The Company has filed a shelf registration statement (including a prospectus) on Form F-3 with the U.S. Securities and Exchange Commission (the “SEC”) for the Secondary Offering to which this communication relates. The registration statement automatically became effective upon filing on April 22, 2025. A preliminary prospectus supplement relating to the Secondary Offering has also been, and a prospectus supplement relating to the Secondary Offering will be, filed with the SEC. Investors should read the accompanying prospectus, dated April 22, 2025, the preliminary prospectus supplement relating to the Secondary Offering, dated April 22, 2025, the prospectus supplement once available and documents the Company has filed with the SEC for more complete information about the Company and the Secondary Offering.
These documents may be obtained for free by visiting EDGAR on the SEC website at www.sec.gov. The prospectus supplement and accompanying prospectus relating to the Secondary Offering may also be obtained from: Goldman Sachs & Co. LLC, Attn: Prospectus Department, 200 West Street, New York, New York 10282, telephone: 1-866-471-2526, facsimile: 212-902-9316, or by emailing prospectus-ny@ny.email.gs.com; or J.P. Morgan Securities LLC, c/o Broadridge Financial Solutions, 1155 Long Island Avenue, Edgewood, NY 11717 or by email at prospectus-eq_fi@jpmchase.com.

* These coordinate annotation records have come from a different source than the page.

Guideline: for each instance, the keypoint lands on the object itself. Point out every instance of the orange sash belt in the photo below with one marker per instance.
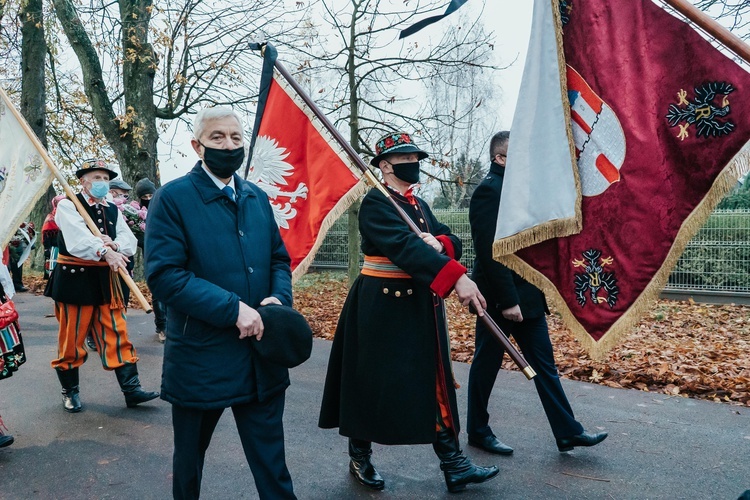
(117, 299)
(382, 267)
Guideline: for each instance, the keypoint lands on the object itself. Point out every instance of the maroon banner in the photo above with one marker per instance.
(657, 115)
(309, 178)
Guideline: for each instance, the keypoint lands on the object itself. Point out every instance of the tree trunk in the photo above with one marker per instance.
(33, 53)
(138, 156)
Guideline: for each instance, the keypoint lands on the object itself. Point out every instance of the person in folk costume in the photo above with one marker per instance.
(118, 191)
(389, 376)
(212, 286)
(519, 309)
(144, 192)
(12, 354)
(88, 291)
(20, 241)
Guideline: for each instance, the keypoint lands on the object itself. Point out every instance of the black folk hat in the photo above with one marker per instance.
(396, 142)
(287, 338)
(95, 164)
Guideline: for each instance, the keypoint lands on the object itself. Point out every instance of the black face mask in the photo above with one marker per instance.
(407, 172)
(223, 162)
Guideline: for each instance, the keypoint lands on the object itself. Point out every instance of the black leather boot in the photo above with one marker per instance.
(127, 377)
(458, 469)
(69, 382)
(360, 465)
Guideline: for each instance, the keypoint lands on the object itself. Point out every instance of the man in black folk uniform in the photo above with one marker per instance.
(519, 309)
(389, 376)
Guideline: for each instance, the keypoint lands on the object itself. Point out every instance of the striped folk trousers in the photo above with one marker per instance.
(109, 330)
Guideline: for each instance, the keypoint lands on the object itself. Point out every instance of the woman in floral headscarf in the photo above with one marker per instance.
(12, 354)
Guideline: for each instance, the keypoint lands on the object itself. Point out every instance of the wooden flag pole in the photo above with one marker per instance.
(72, 196)
(499, 335)
(713, 28)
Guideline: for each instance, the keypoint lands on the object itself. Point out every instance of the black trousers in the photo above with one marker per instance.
(15, 271)
(261, 431)
(532, 337)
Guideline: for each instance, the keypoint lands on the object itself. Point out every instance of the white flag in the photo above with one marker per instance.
(540, 198)
(23, 175)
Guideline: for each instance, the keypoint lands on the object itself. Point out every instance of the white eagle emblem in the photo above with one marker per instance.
(268, 171)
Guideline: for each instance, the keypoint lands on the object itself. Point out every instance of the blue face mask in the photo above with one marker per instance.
(99, 189)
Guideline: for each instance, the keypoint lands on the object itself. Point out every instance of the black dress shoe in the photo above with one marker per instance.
(361, 467)
(91, 343)
(583, 439)
(491, 444)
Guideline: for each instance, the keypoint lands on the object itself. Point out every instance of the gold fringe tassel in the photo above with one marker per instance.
(350, 197)
(560, 227)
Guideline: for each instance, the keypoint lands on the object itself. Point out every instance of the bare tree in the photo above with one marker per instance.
(198, 57)
(459, 104)
(33, 56)
(371, 83)
(735, 14)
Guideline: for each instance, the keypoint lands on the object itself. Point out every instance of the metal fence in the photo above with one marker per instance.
(717, 259)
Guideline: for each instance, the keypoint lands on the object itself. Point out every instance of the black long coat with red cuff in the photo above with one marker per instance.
(391, 344)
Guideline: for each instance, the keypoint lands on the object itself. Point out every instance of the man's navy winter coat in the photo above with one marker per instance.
(204, 254)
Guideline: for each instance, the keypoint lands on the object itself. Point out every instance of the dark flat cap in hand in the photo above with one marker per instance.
(287, 338)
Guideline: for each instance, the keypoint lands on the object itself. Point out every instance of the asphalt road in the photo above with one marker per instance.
(658, 446)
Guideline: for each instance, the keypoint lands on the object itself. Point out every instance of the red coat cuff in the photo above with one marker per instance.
(448, 244)
(447, 277)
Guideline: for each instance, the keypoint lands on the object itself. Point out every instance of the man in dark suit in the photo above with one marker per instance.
(214, 255)
(519, 309)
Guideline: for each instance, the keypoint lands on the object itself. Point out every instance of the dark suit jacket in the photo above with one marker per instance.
(204, 254)
(501, 287)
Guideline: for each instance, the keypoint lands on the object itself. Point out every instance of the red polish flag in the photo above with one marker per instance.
(622, 143)
(307, 175)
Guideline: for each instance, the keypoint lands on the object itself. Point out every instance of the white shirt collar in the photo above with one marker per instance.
(219, 183)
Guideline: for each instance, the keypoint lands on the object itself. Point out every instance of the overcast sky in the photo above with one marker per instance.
(509, 19)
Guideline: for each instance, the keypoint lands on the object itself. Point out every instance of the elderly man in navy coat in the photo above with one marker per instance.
(214, 255)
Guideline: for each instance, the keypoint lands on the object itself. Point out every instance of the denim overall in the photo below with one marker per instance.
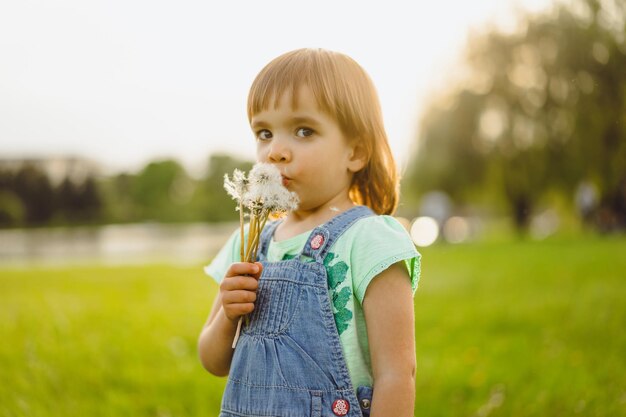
(288, 361)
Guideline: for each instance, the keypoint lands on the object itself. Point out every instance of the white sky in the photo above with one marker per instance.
(124, 82)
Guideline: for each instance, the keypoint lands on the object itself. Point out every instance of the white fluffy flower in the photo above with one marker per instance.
(238, 186)
(263, 173)
(266, 191)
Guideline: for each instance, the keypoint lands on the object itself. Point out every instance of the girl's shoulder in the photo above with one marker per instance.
(374, 243)
(378, 228)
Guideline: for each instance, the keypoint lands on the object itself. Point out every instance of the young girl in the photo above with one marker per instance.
(330, 302)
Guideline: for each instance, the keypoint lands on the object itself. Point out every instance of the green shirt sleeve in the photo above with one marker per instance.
(378, 242)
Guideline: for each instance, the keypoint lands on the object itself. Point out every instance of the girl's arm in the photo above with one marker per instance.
(388, 309)
(235, 298)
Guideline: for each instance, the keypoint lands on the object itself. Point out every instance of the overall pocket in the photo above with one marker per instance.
(276, 304)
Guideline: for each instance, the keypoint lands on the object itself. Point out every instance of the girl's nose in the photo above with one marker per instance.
(279, 151)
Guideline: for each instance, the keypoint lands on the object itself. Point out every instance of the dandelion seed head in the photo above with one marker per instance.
(264, 173)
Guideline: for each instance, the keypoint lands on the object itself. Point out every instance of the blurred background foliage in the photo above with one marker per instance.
(538, 117)
(536, 120)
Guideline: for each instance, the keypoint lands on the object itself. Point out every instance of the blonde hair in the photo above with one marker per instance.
(344, 91)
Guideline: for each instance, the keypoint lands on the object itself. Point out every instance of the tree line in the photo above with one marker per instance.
(540, 117)
(162, 191)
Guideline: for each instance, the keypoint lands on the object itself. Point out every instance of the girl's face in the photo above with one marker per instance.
(307, 146)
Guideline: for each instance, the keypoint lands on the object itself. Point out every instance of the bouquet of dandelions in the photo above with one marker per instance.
(261, 194)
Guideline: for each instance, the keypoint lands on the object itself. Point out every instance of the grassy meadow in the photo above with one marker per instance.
(508, 328)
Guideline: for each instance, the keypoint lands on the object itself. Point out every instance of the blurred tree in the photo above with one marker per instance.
(161, 190)
(34, 189)
(79, 203)
(543, 109)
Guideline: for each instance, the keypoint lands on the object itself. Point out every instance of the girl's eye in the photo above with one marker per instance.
(304, 132)
(264, 134)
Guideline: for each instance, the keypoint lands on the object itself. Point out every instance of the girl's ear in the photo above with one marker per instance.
(358, 157)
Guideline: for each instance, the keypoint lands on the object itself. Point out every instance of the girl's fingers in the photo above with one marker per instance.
(238, 296)
(234, 311)
(243, 268)
(239, 283)
(258, 274)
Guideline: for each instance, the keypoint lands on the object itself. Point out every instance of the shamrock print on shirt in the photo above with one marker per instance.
(337, 275)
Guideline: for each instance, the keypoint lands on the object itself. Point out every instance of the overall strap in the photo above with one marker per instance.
(266, 237)
(322, 237)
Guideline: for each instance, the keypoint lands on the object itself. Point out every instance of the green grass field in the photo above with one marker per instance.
(503, 329)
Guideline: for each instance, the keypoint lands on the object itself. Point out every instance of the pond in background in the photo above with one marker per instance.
(114, 244)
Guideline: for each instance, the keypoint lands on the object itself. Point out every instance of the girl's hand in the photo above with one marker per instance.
(238, 289)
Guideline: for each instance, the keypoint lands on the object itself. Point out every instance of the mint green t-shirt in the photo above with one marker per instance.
(367, 248)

This press release shall not constitute an offer to sell or the solicitation of an offer to buy the Company’s Class A ordinary shares or any other securities, nor shall there be any offer, solicitation or sale of these securities in any state or jurisdiction in which such offer, solicitation or sale would be unlawful prior to registration or qualification under the securities laws of any such state or jurisdiction.